Author Event: a Reading and Conversation with Janice Deal, Valerie Nieman and Marjorie Hudson
Page 158 Books is excited to welcome authors Janice Deal, Valerie Nieman and Marjorie Hudson for a reading and conversation about their newest novels.
The Sound of Rabbits tells the story of Ruby, a bright woman with a love of music who thought that leaving the small town where she grew up would ensure her happiness. But her life in Chicago is not going the way she'd planned. At 41, she's drifted away from music, and a long-term relationship with a boyfriend has ended badly. Everything changes with one phone call from her sister, Val, who cares for their mother, Barbara, in the hardscrabble Midwestern town where Ruby grew up. Ruby returns to confront some harsh truths about her family and herself as she tries to find meaning in her mother's battle with Parkinson's disease. Written as an homage to the classic archetype of the Hero's Journey, The Sound of Rabbits relies on different points of view to explore themes of change and death, and considers the role that the past--and acceptance of that past--can play in one's current and future happiness.
Janice Deal is the author of the short story collection, The Decline of Pigeons, a finalist in the Flannery O’Connor Award for Short Fiction, and Strange Attractors, a linked story collection scheduled for release in September 2023. Her stories have won the Moth Short Story Prize and Cagibi Macaron Prize for fiction, and have appeared in numerous literary journals, including Fiction, Harvard Review Online, The Sun, Emrys Journal, Ontario Review and Zone 3. The Sound of Rabbits is her first novel.
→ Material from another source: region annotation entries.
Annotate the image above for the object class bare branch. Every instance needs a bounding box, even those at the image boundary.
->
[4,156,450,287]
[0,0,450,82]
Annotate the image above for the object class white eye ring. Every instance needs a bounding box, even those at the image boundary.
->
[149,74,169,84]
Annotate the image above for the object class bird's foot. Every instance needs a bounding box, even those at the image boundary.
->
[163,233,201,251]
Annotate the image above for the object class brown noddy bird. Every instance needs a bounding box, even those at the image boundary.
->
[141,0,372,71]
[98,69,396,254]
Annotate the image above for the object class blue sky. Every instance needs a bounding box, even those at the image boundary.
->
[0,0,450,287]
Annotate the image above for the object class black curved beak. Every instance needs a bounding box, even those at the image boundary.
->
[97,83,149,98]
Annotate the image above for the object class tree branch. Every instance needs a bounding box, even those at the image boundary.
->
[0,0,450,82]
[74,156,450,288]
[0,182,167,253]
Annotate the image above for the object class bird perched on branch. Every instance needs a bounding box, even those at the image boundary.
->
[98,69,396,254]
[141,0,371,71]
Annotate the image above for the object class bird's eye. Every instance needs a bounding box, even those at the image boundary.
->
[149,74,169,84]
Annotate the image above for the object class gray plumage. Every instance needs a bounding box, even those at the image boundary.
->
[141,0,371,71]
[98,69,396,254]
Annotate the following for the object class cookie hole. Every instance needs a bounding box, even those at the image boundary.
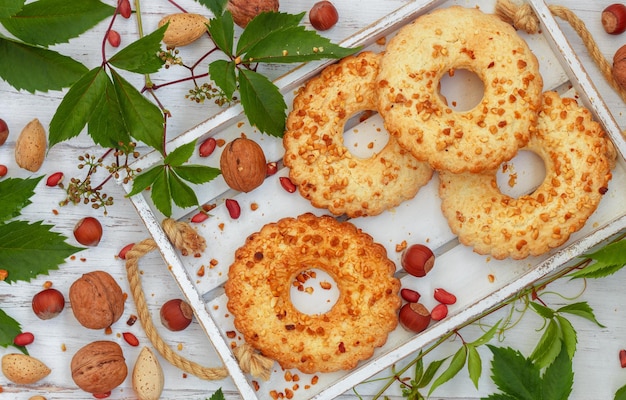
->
[343,111,389,159]
[496,150,546,199]
[289,268,339,315]
[439,68,485,111]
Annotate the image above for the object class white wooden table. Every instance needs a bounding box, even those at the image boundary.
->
[0,0,626,399]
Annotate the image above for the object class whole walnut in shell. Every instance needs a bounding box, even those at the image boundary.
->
[70,340,128,394]
[69,271,124,329]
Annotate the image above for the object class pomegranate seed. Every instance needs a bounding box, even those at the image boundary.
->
[198,138,217,157]
[107,29,122,47]
[46,172,63,187]
[13,332,35,346]
[122,332,139,347]
[226,199,241,219]
[191,211,209,224]
[280,176,296,193]
[430,303,448,321]
[434,288,456,304]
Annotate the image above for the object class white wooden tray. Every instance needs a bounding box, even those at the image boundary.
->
[119,0,626,399]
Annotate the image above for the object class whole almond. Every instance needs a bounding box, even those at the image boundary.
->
[133,347,164,400]
[15,118,47,172]
[159,13,209,48]
[2,353,51,385]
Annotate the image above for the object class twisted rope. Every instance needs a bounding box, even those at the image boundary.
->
[126,219,274,380]
[496,0,626,102]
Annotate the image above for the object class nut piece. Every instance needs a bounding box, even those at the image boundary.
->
[220,137,267,192]
[399,303,430,333]
[159,13,209,48]
[15,118,48,172]
[70,340,128,393]
[2,353,51,385]
[226,0,279,28]
[309,1,339,31]
[69,271,124,329]
[133,347,164,400]
[601,3,626,35]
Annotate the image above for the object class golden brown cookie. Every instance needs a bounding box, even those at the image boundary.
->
[283,52,432,217]
[377,6,543,173]
[439,92,616,259]
[225,213,400,373]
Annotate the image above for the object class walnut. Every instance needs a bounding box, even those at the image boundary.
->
[70,340,128,394]
[69,271,124,329]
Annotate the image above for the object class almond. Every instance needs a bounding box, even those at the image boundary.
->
[15,118,47,172]
[2,353,51,385]
[133,347,164,400]
[159,13,209,48]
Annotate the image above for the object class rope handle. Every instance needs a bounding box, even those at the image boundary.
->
[126,219,274,380]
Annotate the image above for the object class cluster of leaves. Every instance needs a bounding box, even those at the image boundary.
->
[0,177,82,353]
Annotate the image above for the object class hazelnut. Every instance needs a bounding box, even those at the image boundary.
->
[160,299,193,332]
[74,217,102,246]
[32,288,65,320]
[309,1,339,31]
[401,244,435,278]
[69,271,124,329]
[399,303,430,333]
[601,3,626,35]
[70,340,128,394]
[220,137,267,192]
[226,0,279,28]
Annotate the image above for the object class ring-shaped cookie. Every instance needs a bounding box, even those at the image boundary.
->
[439,92,616,259]
[283,52,433,217]
[378,6,543,173]
[225,213,400,373]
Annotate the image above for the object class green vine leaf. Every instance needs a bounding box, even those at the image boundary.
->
[109,25,167,74]
[0,0,24,18]
[0,176,43,223]
[568,239,626,279]
[0,35,88,93]
[0,221,82,283]
[239,70,287,137]
[0,0,115,47]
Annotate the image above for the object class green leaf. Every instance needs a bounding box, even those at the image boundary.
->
[0,0,115,46]
[48,67,109,147]
[241,26,359,64]
[0,176,43,223]
[556,315,578,358]
[239,69,287,137]
[109,25,167,74]
[0,308,28,354]
[87,77,131,148]
[168,173,198,208]
[150,168,172,217]
[126,165,165,197]
[530,319,562,369]
[530,301,554,319]
[556,301,605,328]
[568,239,626,279]
[196,0,228,15]
[207,11,235,56]
[209,60,237,101]
[0,221,81,283]
[0,36,88,93]
[487,345,541,400]
[236,12,305,56]
[172,164,221,184]
[541,346,574,400]
[0,0,24,19]
[467,346,483,389]
[163,140,196,167]
[111,69,164,154]
[428,346,467,396]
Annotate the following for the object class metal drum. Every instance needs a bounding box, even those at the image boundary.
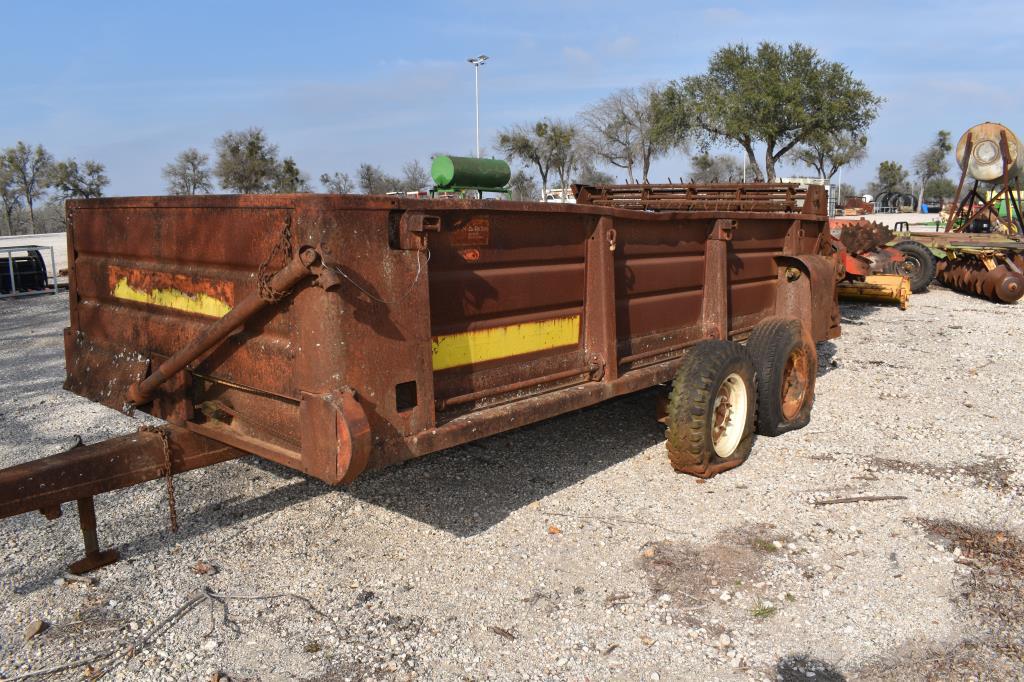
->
[956,123,1021,182]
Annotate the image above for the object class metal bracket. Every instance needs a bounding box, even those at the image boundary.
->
[398,212,441,251]
[68,498,121,576]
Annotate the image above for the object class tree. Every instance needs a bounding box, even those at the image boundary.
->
[870,161,909,197]
[495,121,552,195]
[509,170,540,202]
[580,84,672,182]
[49,159,111,200]
[666,42,882,182]
[545,121,583,196]
[270,157,309,195]
[793,131,867,181]
[913,130,955,206]
[162,146,213,196]
[690,152,743,182]
[0,163,22,235]
[3,141,53,233]
[356,159,401,195]
[401,159,431,191]
[213,128,279,195]
[919,176,956,205]
[321,172,355,195]
[839,182,863,199]
[575,159,615,184]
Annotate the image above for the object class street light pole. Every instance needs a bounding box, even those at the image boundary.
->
[466,54,487,159]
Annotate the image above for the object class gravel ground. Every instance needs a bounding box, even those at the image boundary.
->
[0,285,1024,681]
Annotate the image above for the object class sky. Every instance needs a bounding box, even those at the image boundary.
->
[0,0,1024,196]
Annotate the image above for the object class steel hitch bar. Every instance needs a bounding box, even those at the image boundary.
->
[0,246,340,573]
[0,424,247,574]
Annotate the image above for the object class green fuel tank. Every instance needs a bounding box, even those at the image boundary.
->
[430,156,512,189]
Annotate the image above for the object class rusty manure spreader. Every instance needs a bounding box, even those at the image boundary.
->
[0,185,840,572]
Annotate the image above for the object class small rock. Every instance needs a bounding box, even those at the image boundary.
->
[193,561,217,576]
[25,619,50,642]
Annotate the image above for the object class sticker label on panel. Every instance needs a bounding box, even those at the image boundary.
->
[449,215,490,246]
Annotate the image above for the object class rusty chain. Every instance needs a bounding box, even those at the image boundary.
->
[256,218,293,303]
[138,424,178,532]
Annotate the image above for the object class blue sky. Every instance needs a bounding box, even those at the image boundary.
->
[0,0,1024,195]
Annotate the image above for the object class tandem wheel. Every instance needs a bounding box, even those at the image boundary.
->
[746,317,818,436]
[666,341,757,478]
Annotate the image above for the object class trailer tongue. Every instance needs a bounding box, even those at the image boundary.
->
[0,185,839,571]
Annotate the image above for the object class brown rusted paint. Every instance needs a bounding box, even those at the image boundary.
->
[935,256,1024,303]
[44,185,838,491]
[0,426,246,518]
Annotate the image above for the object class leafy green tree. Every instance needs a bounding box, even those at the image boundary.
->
[2,141,53,233]
[870,161,909,197]
[690,152,743,182]
[321,172,355,195]
[509,170,540,202]
[356,164,401,195]
[270,157,309,195]
[793,131,867,181]
[666,42,882,182]
[575,159,615,184]
[213,128,279,195]
[49,159,111,200]
[839,182,863,200]
[161,146,213,196]
[546,121,584,197]
[913,130,956,206]
[495,121,553,195]
[0,163,22,235]
[922,176,956,205]
[580,84,674,182]
[401,159,432,191]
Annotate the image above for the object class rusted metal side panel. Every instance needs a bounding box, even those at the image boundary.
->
[430,208,596,407]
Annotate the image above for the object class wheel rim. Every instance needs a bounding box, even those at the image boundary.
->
[782,347,810,422]
[712,372,749,458]
[899,254,921,278]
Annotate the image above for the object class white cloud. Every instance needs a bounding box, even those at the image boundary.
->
[702,7,750,25]
[562,47,594,66]
[608,36,637,54]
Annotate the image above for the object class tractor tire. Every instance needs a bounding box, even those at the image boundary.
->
[746,317,818,436]
[896,242,935,294]
[666,341,757,478]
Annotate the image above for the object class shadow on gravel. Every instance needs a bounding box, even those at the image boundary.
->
[14,388,671,594]
[775,654,846,682]
[857,519,1024,682]
[348,388,670,538]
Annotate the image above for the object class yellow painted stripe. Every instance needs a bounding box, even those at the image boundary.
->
[112,278,231,317]
[431,315,580,370]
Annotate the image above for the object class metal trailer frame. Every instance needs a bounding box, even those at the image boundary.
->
[0,185,840,570]
[0,245,58,299]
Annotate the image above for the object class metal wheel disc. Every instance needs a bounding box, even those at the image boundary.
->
[712,372,750,459]
[782,347,810,420]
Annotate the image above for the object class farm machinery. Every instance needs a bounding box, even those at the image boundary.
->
[892,123,1024,303]
[0,182,840,572]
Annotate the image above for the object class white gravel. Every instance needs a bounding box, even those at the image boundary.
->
[0,285,1024,681]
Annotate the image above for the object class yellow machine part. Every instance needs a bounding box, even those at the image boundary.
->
[837,274,910,310]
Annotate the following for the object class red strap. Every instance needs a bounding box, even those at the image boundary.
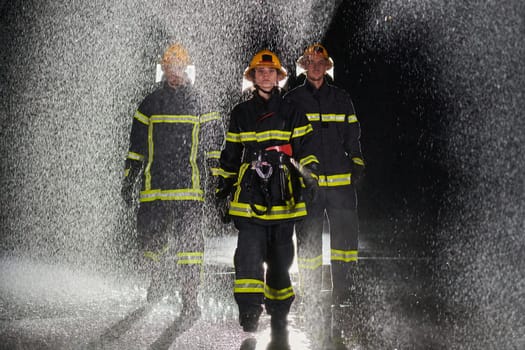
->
[264,143,292,157]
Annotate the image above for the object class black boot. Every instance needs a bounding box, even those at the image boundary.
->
[239,306,262,332]
[270,312,288,336]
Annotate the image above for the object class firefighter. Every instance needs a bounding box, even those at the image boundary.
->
[285,44,365,342]
[122,44,220,317]
[215,50,317,335]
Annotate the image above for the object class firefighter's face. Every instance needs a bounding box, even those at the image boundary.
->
[304,54,329,81]
[254,67,278,91]
[162,63,186,88]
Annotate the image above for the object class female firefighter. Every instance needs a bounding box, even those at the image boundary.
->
[216,50,317,333]
[122,44,221,318]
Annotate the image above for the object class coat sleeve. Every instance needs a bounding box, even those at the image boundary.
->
[344,94,365,166]
[214,107,244,183]
[124,100,150,182]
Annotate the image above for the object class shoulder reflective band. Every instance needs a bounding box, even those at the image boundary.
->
[264,143,292,157]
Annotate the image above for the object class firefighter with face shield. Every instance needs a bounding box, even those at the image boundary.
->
[285,44,365,344]
[215,50,317,334]
[122,44,220,318]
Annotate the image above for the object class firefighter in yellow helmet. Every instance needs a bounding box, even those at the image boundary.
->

She lives with her husband in Downers Grove, IL.
Valerie Nieman is the author of five novels: In the Lonely Backwater, a YA/crossover thriller in the Southern gothic tradition, which was honored with the 2022 Sir Walter Raleigh Award. Other books include Blood Clay, a novel of the New South and winner of the Eric C. Hoffer Prize in General Fiction; Survivors, a novel about the Rust Belt of the 1970s, and her first book, Neena Gathering, reissued in 2012 as a classic in the post-apocalyptic genre. Nieman's third poetry collection, Leopard Lady: A Life in Verse, debuted with a reading at the Coney Island Museum and was a runner-up for the Brockman-Campbell Book Prize. Her second poetry collection, Hotel Worthy, appeared in 2015 from Press 53, and poems from that book were nominated for The Pushcart Prize and Best Short Fictions of 2016, where the title poem was a finalist. She is also the author of Wake Wake Wake, and a collection of short stories, Fidelities. She was a 2013-2014 North Carolina Arts Council poetry fellow and has received an NEA creative writing fellowship as well as major grants in West Virginia and Kentucky. Her awards include the Greg Grummer, Nazim Hikmet, and Byron Herbert Reece poetry prizes. Nieman graduated from West Virginia University and Queens University of Charlotte. A former professor and journalist, she now teaches creative writing at conferences and venues such as the John C. Campbell Folk School.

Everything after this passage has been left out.